Toll-Like Receptors in Acute Kidney Injury

Abstract

Acute kidney injury (AKI) is an important health problem, affecting 13.3 million individuals/year. It is associated with increased mortality, mainly in low- and middle-income countries, where renal replacement therapy is limited. Moreover, survivors show adverse long-term outcomes, including increased risk of developing recurrent AKI bouts, cardiovascular events, and chronic kidney disease. However, there are no specific treatments to decrease the adverse consequences of AKI. Epidemiological and preclinical studies show the pathological role of inflammation in AKI, not only at the acute phase but also in the progression to chronic kidney disease. Toll-like receptors (TLRs) are key regulators of the inflammatory response and have been associated to many cellular processes activated during AKI. For that reason, a number of anti-inflammatory agents targeting TLRs have been analyzed in preclinical studies to decrease renal damage during AKI. In this review, we updated recent knowledge about the role of TLRs, mainly TLR4, in the initiation and development of AKI as well as novel compounds targeting these molecules to diminish kidney injury associated to this pathological condition.

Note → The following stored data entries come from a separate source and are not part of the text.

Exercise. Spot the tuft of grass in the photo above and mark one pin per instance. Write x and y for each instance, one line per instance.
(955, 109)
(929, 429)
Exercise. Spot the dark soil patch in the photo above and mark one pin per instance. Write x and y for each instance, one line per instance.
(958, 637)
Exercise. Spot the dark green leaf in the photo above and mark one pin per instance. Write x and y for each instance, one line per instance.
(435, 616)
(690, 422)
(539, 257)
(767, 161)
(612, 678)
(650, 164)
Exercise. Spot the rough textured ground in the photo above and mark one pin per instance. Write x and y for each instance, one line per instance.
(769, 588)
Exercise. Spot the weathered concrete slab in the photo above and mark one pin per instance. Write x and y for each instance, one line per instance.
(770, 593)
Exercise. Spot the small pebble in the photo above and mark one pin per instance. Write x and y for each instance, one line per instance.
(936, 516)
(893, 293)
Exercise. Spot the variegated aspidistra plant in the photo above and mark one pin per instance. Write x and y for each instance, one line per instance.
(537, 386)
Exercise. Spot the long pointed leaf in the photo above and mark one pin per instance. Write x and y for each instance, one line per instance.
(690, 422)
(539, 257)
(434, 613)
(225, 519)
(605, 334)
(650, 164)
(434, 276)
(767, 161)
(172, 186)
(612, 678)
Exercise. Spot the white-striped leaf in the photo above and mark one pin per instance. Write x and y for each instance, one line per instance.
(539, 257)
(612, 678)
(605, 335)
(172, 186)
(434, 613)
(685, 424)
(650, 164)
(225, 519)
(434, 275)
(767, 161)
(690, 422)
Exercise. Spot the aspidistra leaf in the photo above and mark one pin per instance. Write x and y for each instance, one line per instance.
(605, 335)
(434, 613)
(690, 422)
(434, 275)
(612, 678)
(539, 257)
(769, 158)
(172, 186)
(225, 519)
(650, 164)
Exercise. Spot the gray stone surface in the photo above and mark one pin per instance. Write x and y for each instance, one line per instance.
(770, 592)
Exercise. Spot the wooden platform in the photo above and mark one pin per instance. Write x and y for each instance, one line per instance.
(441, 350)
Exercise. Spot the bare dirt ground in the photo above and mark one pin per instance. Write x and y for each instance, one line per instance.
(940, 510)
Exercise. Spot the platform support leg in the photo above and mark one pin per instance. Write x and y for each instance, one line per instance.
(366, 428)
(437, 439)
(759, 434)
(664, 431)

Keywords: acute kidney injury; drugs; inflammation; therapy; toll-like receptors.

Figure 1

TLR4 signaling pathway. Upon ligand recognition, TLR4 forms homodimers and signals through MyD88-dependent and MyD88-independent pathways. In early phase of TLR4 activation, MyD88-dependent pathways begins with TIRAP and MyD88 recruitment to TLR4 and subsequently assembly with TRAF6, IRAK1 and IRAK4. TRAF6 associates with the complex formed by TAB1, TAB2, TAB3 and TAK1. Once activated, TAK1 mediates the phosphorylation of the IKK complex (IKKα, IKKβ, and IKKγ), which phosphorylates the inhibitory subunit IkB, resulting in nuclear NFκB translocation and proinflammatory genes expression. Besides activating NFκB, TAK1 also phosphorylates and activates MAP kinases (ERK, Jnk, p38) to further reinforce the proinflammatory cytokines expression. MyD88-independent pathway requires the recruitment of TRIF and TRAM to TLR4 after its internalization in endosomes. The subsequent association with RIP1 and TRAF6 converges in the activation pathway of NFκB in a late phase of TLR4 activation. TRAF3 activates IRF3 through IKKε and TBK1, inducing transcription of type I interferons and IFN-inducible genes. Created with BioRender.com.

Figure 2

TLR4 in the pathophysiology of AKI. Activation of TLR4 signaling pathway has been observed in different types of AKI. On the one hand, models that reduce renal blood flow generate an increase of TLR4 expression in endothelial, tubular and leukocyte cells. Endothelial dysfunction is a common mechanism in all types of AKI. This dysfunction leads to an increase in the expression of cell-adhesion molecules, activation of the innate immune response (neutrophils and macrophages) and the concomitant maintenance of oxidative stress. On the other hand, the presence and/or release of endo/exotoxins in some AKI, allows the development of endothelial dysfunction as well as activation of platelets and complement cascade, which obstruct glomerular blood flow, decreasing glomerular filtration rate. Other pathological changes detected in different types of AKI are largely observed in the tubulointerstitial space, mainly related to accumulation of toxins. The maintenance of a partial and/or total obstruction in the urinary tract, either by an exogenous (e.g., prostatic hyperplasia) or endogenous mechanism (e.g., detritus overload), produces an increase in luminal pressure, dilation of the collecting ducts, loss of functional units and development of tubulointerstial fibrosis. The pre-renal, intrarenal and post-renal manifestations are closely linked and the affection of one compartment has a direct impact on the others, enhancing the severity of AKI. Created with BioRender.com.

Figure 3

AKI-CKD Transition. There are multiple renal outcomes after AKI, from full recovery of renal function to chronic damage and permanent renal impairment. The lines on the graph represent the variation in glomerular filtration rate (GFR) during an AKI event, according the current definitions by KDIGO-AKI workgroup. The green and blue lines show a favorable scenario after an AKI event, with full recovery of renal damage and no evidence of CKD. An important difference between these lines is a better outcome in the case of an early improvement (<2 days, green line). The yellow line shows the persistence of acute/subacute kidney damage between the 7th and 90th day after the initial AKI event, currently called Acute Kidney Disease (AKD). The orange line shows an AKI event in the context of CKD. Patients suffering from AKI, in the presence of CKD, have a higher risk of progressing to chronic renal damage. The red line shows recurrent AKI events in absence of previous CKD. These multiple injury hits significantly reduce GFR over time. AKI episodes may be more intense or recurrent in genetically susceptible individuals and in the presence of other risk factors, including an established CKD. Growing evidence supports that TLR4-dependent pro-inflammatory/pro-fibrotic effects may play a key role in AKI-CKD transition. Created with BioRender.com.